Inversion does not simply mirror a situation; it produces it. In a decimating account of the thing's facets, it describes them and makes them concrete in the singular fell swoop of an opposite proffered.
The apparent opposite, trusted as definition, serves only to outline the complexity of endless oppositeness embodied. Rather than to each object its own certain inverse, there exist multiple possible inversions, any number of semantic realignments that serve to sever a moored being thought stable.
In the face of this inverted multiplicity, a binary conception dissolves in the realm of hyperbolic alternative. The 'mirror stage' of the knowing self becomes thus evanescent: no certain other emerges from the mottled view of crude reflections dormant at the glass.
To embody a difference anew is to crystallize a latency. This latency is a testament to an in-built fragmentation, one of myriad exclusivities; the inverted thing did always have a fractured unity.
The thing shifts in obedience to an obscure but irresistible impulse – the desire to know an altered state. But the certainty of the shift – the process a categorical re-inscription – 'bathes' the thing in a new lucidity.
As lucidity is next to luminosity, obscurity is next to the shadow; cast by the clarity of the thing inverted.

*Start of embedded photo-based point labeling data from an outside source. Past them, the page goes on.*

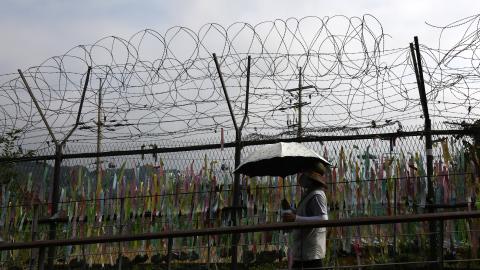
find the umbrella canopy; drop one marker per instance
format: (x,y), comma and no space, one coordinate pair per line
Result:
(280,159)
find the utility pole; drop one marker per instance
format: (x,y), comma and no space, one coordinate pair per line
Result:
(300,104)
(299,129)
(99,129)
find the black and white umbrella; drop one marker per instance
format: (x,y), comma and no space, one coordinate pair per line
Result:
(280,159)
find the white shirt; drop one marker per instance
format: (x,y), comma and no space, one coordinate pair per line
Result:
(310,244)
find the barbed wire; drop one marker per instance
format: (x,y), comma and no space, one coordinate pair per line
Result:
(166,86)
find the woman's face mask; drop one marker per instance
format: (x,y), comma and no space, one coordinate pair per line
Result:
(304,181)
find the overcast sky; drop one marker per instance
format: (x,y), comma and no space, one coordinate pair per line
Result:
(32,31)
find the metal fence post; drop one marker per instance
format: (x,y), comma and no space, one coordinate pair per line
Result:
(169,253)
(417,63)
(238,152)
(55,198)
(34,252)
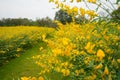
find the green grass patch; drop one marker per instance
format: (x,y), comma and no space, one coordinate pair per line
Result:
(21,66)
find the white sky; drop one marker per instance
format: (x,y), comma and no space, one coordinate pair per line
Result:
(31,9)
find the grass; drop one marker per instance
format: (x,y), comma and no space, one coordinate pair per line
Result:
(21,66)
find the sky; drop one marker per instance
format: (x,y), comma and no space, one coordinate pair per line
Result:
(31,9)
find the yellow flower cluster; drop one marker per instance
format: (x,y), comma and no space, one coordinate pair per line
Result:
(80,50)
(32,78)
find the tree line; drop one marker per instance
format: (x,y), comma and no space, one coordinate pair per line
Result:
(61,16)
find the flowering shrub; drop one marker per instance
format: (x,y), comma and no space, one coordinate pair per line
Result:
(82,52)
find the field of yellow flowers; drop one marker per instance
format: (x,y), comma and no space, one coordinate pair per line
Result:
(74,52)
(81,52)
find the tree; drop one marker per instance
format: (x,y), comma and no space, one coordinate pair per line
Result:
(116,15)
(63,16)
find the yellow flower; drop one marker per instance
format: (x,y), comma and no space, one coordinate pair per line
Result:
(65,41)
(100,54)
(82,11)
(118,60)
(91,1)
(78,0)
(89,47)
(41,48)
(99,66)
(77,72)
(40,78)
(106,71)
(19,49)
(33,78)
(65,72)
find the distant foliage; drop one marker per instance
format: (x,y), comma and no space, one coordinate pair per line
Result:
(63,16)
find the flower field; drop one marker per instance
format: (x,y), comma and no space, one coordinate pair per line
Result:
(73,52)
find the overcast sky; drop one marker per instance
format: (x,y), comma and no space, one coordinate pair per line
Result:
(31,9)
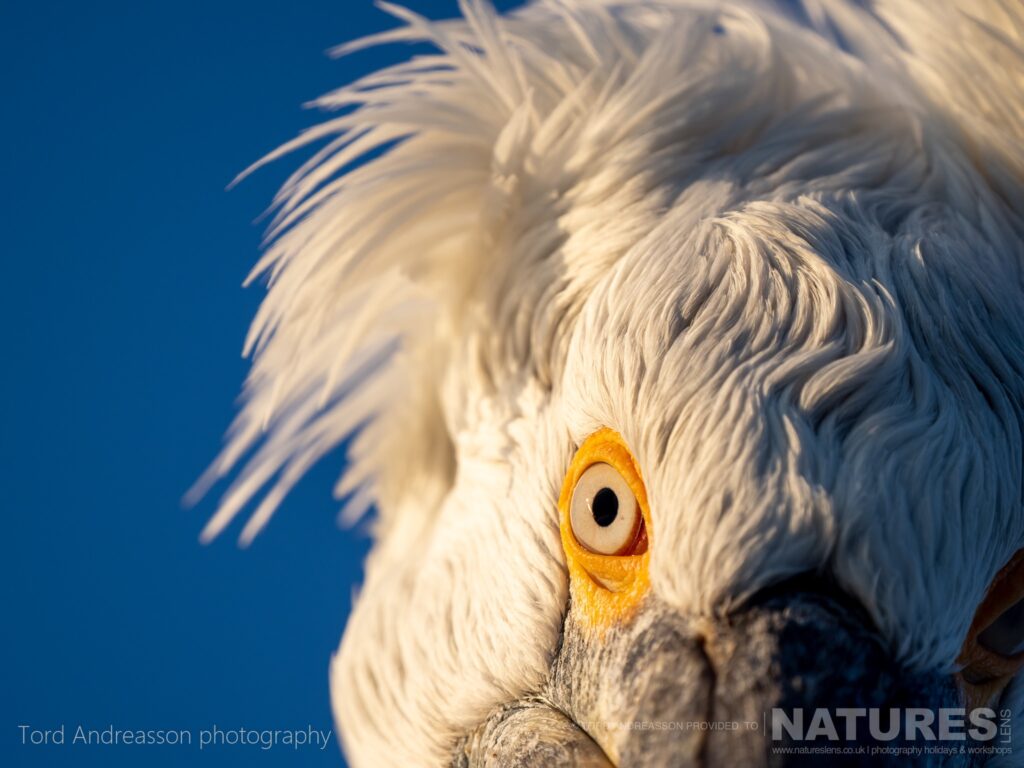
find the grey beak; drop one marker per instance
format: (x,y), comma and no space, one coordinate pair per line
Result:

The true form of inversion presents a paradox of untold reach: to grasp inversion is to know perpetual shadows, ladies-in-waiting with each that fragrance no artifice can impart.
Burning in this diaphanous field, the original is reduced to ashes, but these ashes are not cast from memory.
Neutrality is a vacuum, an abyss; inversion is its definitive refute.
The analysis of inversion requires venturing towards contradiction to obtain the confirmation of a fact, the thought of which enchants me.
Inversion is, at its political peaks, testament to a coexistence. These ruminations on the topic, the 'barren' frivolity of which we forget for the windfall of a single revelation, are devised to elaborate on some lingering uncertainties around the mechanics of inversion.
They are shared in the hope that there will soon be no illusion left to shatter.